Zum Sachverhalt: Die Bekl. fertigte auftragsgemäß aus ihren Materia­lien nach bestimmten Angaben der Kl. Fußbodenplatten, welche die Kl., wie der Bekl. bekannt war, im Flughafengebäude in Lagos (Nigeria) ein­bauen wollte. Die Kl. ließ die von der Bekl. auf Paletten gestapelten Platten am 10. 2. 1977 zum Hafen in Hamburg bringen, dort von ihrem Spediteur in Container laden und mit einem Schiff nach Lagos schaffen. Als die Container Ende April 1977 an der Baustelle entladen wurden, waren die Fußbodenplatten unlösbar so miteinander verklebt, dass jeweils zwei mit ihren Oberseiten aufeinandergelegte Platten „verbacken" waren. Die KI. begehrt deshalb im gegenwärtigen Rechtsstreit, der durch einen von ihr am 27. 10. 1977 eingereichten Antrag auf Erlass eines Mahnbescheides eingelei­tet wurde, von der Bekl. Schadensersatz.

LG und OLG haben die Klage wegen Verjährung abgewiesen. Die — angenommene — Revision des Kl. führt zur Aufhebung und Zurückwei­sung.

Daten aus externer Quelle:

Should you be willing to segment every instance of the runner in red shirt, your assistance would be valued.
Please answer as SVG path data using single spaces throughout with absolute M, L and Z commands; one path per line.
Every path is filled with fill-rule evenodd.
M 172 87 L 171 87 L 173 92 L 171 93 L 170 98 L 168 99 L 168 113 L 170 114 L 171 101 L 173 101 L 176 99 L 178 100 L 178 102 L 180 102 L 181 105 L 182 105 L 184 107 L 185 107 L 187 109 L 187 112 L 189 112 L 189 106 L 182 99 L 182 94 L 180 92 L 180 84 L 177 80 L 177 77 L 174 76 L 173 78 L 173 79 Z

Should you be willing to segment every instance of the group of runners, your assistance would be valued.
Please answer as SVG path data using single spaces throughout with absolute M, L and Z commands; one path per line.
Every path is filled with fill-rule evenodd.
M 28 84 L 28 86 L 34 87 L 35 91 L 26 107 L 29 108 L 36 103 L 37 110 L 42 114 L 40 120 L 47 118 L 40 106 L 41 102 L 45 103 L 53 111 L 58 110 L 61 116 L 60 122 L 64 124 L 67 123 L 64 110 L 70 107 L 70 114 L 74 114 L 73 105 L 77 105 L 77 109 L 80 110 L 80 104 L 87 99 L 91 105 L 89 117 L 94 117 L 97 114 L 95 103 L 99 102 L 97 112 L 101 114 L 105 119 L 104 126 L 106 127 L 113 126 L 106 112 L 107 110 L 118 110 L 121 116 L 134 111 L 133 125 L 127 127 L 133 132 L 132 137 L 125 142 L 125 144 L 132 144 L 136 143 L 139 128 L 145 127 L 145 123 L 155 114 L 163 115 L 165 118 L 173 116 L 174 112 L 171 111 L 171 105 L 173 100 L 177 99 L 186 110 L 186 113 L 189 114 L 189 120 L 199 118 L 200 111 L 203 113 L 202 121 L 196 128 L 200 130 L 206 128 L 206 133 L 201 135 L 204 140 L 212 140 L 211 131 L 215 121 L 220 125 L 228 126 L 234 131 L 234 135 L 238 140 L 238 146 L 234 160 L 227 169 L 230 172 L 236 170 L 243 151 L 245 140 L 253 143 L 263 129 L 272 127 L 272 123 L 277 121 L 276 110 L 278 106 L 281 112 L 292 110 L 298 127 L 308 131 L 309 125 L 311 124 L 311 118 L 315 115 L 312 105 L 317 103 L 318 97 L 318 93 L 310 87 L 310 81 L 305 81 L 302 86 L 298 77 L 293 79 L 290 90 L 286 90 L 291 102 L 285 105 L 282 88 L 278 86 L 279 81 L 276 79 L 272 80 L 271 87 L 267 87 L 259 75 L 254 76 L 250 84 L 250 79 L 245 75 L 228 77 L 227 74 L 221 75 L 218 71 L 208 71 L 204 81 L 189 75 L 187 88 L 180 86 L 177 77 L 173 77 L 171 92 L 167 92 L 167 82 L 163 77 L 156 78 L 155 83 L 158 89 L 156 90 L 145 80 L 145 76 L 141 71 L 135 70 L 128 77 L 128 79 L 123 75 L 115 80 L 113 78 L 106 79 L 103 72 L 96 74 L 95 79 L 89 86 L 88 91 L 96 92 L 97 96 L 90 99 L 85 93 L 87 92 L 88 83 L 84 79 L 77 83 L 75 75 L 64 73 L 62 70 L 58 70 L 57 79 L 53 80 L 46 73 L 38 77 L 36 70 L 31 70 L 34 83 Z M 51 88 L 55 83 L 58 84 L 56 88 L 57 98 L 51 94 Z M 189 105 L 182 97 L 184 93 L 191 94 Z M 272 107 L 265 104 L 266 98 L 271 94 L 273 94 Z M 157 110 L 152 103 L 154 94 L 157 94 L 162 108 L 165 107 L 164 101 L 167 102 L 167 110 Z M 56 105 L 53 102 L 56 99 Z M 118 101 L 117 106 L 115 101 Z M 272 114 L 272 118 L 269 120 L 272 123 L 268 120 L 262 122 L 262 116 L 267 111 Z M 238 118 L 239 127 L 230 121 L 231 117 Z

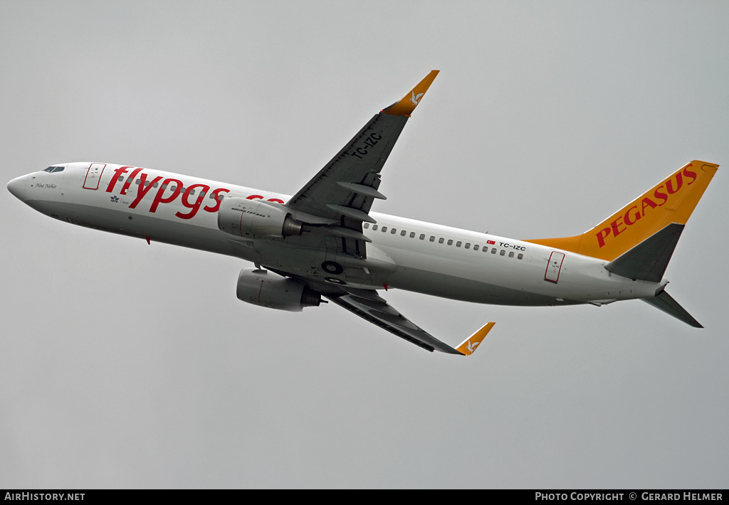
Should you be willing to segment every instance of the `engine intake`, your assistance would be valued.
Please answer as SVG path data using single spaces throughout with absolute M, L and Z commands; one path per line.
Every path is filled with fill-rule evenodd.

Aus den Gründen: . . . I. Das BerGer. beurteilt den auf Lieferung der Fußbodenplatten gerichteten Vertrag als Werklieferungsvertrag über unvertretbare Sachen. Mit der am 8. 3. 1977 erfolgten Bezahlung habe die Kl. die Leistungen der Bekl. abgenommen. Das „Verbacken" der Fußbodenplatten stelle einen Werkmangel dar. Die Verjährung der daraus hergeleiteten Schadensersatzansprüche der Kl. regele sich nach § 638 BGB. Das alles lässt Rechtsfehler nicht erkennen und wird von der Revision auch nicht beanstandet ...

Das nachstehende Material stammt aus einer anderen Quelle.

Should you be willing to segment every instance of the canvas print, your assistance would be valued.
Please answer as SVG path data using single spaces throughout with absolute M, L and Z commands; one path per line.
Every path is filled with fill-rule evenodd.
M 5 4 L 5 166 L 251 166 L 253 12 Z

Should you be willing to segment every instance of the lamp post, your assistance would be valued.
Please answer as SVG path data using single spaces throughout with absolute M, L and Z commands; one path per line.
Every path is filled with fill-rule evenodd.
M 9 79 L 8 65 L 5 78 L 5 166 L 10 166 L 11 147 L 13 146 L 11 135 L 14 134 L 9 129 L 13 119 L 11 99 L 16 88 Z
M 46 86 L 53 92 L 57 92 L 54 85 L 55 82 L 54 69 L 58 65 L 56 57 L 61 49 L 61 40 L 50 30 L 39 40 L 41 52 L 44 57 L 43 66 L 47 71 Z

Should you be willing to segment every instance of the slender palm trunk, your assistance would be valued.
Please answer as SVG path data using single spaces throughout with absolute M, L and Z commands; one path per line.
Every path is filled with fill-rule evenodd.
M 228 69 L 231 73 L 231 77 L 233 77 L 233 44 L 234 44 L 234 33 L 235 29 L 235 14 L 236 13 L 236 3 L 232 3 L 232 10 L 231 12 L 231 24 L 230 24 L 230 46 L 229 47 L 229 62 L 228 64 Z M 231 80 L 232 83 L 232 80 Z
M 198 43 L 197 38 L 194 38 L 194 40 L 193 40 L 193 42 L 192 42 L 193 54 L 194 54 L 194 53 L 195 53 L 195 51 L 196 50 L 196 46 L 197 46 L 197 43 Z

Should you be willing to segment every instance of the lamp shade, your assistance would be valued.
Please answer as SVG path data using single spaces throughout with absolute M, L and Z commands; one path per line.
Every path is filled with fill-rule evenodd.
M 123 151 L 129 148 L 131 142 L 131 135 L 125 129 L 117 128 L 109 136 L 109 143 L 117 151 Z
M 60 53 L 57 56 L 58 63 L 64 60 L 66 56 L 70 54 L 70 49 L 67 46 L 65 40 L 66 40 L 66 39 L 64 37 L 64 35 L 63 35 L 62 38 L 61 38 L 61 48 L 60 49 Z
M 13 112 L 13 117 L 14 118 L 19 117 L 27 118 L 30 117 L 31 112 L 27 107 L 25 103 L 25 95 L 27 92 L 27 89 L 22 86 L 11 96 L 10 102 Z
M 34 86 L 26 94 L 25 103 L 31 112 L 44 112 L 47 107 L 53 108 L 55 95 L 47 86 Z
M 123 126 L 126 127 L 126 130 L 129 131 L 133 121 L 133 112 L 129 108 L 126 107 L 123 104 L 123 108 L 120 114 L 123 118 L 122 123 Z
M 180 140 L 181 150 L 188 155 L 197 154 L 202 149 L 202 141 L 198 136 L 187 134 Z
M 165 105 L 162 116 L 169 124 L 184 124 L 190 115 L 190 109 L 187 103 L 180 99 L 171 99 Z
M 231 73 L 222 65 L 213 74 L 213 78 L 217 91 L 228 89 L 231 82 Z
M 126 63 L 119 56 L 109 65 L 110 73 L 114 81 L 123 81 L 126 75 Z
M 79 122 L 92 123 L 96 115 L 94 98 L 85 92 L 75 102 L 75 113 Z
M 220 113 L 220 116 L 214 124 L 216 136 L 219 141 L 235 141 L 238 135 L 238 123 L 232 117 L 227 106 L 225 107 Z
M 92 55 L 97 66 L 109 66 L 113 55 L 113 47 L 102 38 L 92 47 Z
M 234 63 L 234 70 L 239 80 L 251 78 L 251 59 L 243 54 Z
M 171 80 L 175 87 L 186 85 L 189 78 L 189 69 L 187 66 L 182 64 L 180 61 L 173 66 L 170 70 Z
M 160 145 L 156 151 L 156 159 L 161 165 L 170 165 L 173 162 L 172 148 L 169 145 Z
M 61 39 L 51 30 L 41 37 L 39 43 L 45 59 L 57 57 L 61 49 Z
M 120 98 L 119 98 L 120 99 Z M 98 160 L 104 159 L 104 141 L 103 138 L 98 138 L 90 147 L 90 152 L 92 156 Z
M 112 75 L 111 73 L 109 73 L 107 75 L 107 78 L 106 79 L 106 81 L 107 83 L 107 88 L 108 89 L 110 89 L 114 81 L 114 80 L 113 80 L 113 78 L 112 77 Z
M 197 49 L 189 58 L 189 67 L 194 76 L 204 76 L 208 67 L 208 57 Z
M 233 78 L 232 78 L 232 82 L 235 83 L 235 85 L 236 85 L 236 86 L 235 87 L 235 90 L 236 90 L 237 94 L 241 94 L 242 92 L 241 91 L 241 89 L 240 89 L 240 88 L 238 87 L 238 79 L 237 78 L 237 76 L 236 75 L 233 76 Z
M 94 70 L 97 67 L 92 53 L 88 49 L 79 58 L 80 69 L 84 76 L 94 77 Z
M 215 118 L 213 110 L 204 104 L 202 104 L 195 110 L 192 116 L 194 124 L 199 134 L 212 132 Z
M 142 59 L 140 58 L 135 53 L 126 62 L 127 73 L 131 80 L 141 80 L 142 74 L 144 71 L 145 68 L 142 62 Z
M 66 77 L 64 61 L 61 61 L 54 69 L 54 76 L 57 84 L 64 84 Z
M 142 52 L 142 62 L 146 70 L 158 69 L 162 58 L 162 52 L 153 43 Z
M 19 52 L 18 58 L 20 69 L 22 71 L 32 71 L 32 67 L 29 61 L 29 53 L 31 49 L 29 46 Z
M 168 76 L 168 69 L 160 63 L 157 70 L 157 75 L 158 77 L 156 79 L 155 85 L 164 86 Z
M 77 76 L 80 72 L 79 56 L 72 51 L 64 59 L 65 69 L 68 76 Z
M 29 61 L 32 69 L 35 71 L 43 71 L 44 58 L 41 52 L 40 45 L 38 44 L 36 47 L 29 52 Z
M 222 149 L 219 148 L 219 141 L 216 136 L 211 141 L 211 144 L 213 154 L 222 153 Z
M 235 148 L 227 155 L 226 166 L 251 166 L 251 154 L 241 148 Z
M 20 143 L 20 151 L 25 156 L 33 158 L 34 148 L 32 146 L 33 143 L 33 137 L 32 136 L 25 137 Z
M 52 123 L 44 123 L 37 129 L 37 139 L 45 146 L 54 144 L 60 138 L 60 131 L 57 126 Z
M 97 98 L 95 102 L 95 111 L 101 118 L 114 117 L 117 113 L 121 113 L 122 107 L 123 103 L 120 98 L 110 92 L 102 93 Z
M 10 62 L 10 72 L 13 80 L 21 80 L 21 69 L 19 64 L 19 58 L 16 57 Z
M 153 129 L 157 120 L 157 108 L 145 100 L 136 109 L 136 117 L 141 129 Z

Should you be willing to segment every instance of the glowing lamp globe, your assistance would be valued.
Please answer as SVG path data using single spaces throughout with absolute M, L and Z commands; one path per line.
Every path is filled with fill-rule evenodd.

II. Das BerGer. meint weiter, hier gelte, weil es sich um die werkvertragliche Herstellung beweglicher Sachen handele, eine Verjäh­rungsfrist von nur 6 Monaten. Diese seit der Abnahme am 8. 3. 1977 laufende Frist sei — auch unter Einrechnung einer Hemmungszeit von 25 Tagen — bei Einreichung des Antrages auf Erlass eines Mahnbeschei­des am 27. 10. 1977 bereits verstrichen gewesen. Das hält den Angrif­fen der Revision nicht stand: Die Bekl. hat als Subunternehmer der Kl. Gegenstände hergestellt, die für ein bestimmtes Bauwerk verwendet werden sollten. Damit hat sie Arbeiten „bei Bauwerken" ausgeführt. Dem Senatsurteil BGHZ 72, 206 = LM vorstehend Nr. 34 = NJW 1979, 158, liegt ein vergleichbarer Fall zugrunde. Ein Bauhandwerker hatte Gegenstände, die für ein bestimmtes Bauwerk verwendet werden sollten, zuvor von einem anderen Unternehmer bearbeiten lassen. Der Senat hat die Bearbeitung als Arbeiten „bei Bauwerken" mit der Folge einer 5jährigen Verjährungsfrist für Ansprüche aus Mängeln dieser Arbeiten angesehen. Sofern diese Arbeiten der Errichtung eines be­stimmten Gebäudes dienen, kommt es nicht darauf an, dass sie nicht an der Baustelle und nicht vom Haupt- sondern vom Subunternehmer erbracht werden. Daran hält der Senat fest. Bearbeitet der andere Un­ternehmer die Gegenstände nicht nur, sondern stellt er sie, — wie hier— zur Verwendung in einem bestimmten Bauwerk werkvertraglich selbst her, so liegt es besonders nahe, das als Arbeiten „bei Bauwer­ken" anzusehen. Die mit der Klage verfolgten Schadensersatzansprü­che verjähren somit erst in 5 Jahren seit der Abnahme und sind noch nicht verjährt. Das BerGer. durfte die Klage deshalb nicht wegen Ver­jährung abweisen. Das Berufungsurteil ist daher aufzuheben.